Até aqui, a política monetária foi preservada graças à percepção de Lula e de alguns gatos-pingados (como o ministro do Planejamento, Paulo Bernardo) dos riscos da guinada. A mudança poderia destruir a estabilidade econômica e a credibilidade do Banco Central, duramente conquistadas. Haveria deterioração do ambiente econômico e fuga de investidores. Do lado político, ocorreria forte queda da popularidade do presidente.

A autonomia operacional do BC foi um longo processo, iniciado com as reformas da segunda metade dos anos 1980. O Copom (1996) institucionalizou o modo de decidir sobre a taxa de juros (Selic).

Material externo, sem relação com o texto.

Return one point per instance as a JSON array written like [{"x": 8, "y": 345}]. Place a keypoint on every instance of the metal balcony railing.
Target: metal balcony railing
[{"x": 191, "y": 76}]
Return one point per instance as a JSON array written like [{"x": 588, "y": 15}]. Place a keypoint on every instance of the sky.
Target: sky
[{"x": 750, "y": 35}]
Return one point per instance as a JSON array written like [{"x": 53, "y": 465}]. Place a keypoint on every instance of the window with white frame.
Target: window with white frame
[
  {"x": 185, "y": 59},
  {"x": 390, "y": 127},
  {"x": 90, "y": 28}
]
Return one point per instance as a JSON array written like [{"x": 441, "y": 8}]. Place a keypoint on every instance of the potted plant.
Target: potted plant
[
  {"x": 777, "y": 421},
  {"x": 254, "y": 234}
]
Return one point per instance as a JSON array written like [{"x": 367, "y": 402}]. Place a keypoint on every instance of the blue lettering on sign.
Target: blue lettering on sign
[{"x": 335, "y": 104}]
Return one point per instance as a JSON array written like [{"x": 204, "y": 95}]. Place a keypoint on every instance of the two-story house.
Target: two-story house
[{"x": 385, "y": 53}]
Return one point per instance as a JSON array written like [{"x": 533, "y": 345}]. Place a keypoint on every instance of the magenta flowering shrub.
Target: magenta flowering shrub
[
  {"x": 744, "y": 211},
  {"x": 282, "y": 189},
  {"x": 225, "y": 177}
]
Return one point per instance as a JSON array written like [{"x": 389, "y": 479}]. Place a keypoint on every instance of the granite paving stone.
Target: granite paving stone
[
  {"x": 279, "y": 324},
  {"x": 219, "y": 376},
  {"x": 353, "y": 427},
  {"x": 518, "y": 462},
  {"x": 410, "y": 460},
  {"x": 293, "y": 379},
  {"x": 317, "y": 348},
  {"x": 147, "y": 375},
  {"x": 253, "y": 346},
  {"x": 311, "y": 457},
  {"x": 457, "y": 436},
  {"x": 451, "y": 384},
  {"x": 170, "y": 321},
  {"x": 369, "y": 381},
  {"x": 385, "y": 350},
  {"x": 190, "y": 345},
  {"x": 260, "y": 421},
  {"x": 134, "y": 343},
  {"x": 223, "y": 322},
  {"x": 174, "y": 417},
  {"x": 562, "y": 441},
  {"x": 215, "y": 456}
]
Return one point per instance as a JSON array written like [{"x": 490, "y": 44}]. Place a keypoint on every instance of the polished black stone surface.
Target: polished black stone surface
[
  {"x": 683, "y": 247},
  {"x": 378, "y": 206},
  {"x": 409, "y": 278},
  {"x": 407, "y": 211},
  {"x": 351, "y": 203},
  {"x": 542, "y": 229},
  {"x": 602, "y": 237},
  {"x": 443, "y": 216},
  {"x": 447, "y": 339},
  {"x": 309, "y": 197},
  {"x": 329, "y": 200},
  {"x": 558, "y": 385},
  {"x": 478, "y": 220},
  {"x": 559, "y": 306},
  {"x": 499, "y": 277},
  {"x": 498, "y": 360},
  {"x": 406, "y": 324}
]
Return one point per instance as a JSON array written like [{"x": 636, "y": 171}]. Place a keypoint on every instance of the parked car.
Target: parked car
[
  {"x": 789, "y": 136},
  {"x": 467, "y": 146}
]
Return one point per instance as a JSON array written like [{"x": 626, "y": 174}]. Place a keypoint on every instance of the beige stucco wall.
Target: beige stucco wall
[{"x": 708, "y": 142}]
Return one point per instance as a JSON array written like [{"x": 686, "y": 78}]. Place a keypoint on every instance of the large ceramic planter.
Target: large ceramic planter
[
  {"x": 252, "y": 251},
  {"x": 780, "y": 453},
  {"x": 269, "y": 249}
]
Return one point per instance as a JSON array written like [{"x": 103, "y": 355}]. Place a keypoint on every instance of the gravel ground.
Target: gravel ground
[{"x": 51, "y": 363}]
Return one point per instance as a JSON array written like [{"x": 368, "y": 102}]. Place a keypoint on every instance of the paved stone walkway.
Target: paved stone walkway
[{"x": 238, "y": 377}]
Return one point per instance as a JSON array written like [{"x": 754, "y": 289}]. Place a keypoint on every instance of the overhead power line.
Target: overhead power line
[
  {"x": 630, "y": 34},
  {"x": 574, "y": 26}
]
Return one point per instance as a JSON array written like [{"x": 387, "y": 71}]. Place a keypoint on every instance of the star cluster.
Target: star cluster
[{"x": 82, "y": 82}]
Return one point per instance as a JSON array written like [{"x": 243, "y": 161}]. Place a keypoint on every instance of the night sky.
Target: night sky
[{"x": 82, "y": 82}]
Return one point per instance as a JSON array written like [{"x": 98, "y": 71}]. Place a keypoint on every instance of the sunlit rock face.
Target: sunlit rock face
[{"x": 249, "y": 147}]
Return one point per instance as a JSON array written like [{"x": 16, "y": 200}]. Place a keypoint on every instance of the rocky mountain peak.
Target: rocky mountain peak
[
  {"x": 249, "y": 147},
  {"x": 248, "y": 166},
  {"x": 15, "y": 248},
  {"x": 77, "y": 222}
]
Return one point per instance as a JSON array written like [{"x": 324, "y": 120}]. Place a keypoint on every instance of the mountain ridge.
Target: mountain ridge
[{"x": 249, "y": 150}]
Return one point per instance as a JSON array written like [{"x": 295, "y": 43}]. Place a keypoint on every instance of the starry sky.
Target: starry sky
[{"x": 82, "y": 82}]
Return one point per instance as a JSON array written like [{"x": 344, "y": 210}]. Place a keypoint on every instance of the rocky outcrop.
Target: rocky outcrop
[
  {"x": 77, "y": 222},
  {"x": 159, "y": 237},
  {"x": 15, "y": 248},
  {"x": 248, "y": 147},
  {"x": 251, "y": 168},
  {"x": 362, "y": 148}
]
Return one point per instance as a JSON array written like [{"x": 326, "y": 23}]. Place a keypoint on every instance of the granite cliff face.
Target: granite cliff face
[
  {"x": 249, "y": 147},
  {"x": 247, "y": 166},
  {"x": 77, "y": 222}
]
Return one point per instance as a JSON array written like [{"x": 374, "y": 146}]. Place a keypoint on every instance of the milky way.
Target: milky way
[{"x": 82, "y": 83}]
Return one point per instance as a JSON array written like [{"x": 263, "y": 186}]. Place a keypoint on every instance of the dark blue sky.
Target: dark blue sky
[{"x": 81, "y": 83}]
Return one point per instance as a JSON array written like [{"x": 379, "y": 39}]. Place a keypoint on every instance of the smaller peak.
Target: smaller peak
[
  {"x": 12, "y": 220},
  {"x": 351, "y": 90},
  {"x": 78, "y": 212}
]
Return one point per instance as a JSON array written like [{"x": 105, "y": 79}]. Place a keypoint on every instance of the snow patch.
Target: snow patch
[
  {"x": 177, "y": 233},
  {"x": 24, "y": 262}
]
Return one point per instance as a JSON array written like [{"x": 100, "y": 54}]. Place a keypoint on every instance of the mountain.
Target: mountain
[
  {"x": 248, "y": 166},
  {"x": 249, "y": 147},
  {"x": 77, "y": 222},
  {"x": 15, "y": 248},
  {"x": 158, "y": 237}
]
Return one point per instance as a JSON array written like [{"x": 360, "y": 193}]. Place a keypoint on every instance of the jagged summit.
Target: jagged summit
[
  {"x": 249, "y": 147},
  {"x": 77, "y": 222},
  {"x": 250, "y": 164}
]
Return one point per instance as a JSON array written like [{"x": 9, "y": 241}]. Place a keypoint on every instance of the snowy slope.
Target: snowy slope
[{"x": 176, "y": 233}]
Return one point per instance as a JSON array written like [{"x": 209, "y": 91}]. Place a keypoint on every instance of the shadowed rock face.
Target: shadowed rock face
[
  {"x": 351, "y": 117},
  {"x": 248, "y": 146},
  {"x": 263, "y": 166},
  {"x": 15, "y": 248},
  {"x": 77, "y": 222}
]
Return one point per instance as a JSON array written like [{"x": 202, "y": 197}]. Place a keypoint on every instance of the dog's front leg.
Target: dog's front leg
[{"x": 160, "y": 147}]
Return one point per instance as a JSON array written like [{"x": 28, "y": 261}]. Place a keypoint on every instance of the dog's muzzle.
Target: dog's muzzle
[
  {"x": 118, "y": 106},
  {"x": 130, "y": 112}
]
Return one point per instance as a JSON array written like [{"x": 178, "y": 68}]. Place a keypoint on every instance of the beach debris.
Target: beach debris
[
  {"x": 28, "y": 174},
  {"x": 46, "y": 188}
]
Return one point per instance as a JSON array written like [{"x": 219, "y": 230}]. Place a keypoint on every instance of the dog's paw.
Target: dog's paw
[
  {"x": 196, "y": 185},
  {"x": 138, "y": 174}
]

O regime de metas de inflação e a divulgação das atas do Copom e do Relatório de Inflação (1999), entre outras medidas, tornaram previsíveis as decisões do comitê, como acontece nas economias desenvolvidas.

Intervenções na política monetária para atender demandas de ruptura seriam instantaneamente detectadas. Os seus riscos seriam precificados pelos mercados, gerando incertezas que em ondas sucessivas chegariam ao eleitor, especialmente pelos temores de volta da inflação, perda do emprego e redução da renda.

Mais do que ninguém, o BC tem a noção das conseqüências danosas dessa mudança. Assim, a reação natural à ordem para mudar a política monetária seria a renúncia de seu presidente, Henrique Meirelles, e da totalidade ou da maioria dos diretores do banco. A crise de confiança recrudesceria. Piorariam as expectativas, particularmente dos segmentos mais pobres, que aprenderam a detestar a inflação.

Inadvertidamente e mal assessorado, Lula pode derrogar a autonomia operacional do BC, determinando a redução da Selic e medidas para depreciar o câmbio, como o controle de capitais. A experiência tem mostrado, felizmente, que nesse território o presidente é mais esperto do que grande parte dos membros de seu governo.

Dificilmente Lula apoiaria a trama contra a política que contribuiu decisivamente para sua reeleição. Por ora, tudo pode não passar de desejos dos auto-intitulados "desenvolvimentistas" (ou seria melhor chamá-los de "inflacionistas"?). A mudança da política econômica prejudicará o potencial de crescimento, mas o abandono da política monetária, um desastre, parece estar a salvo da insânia.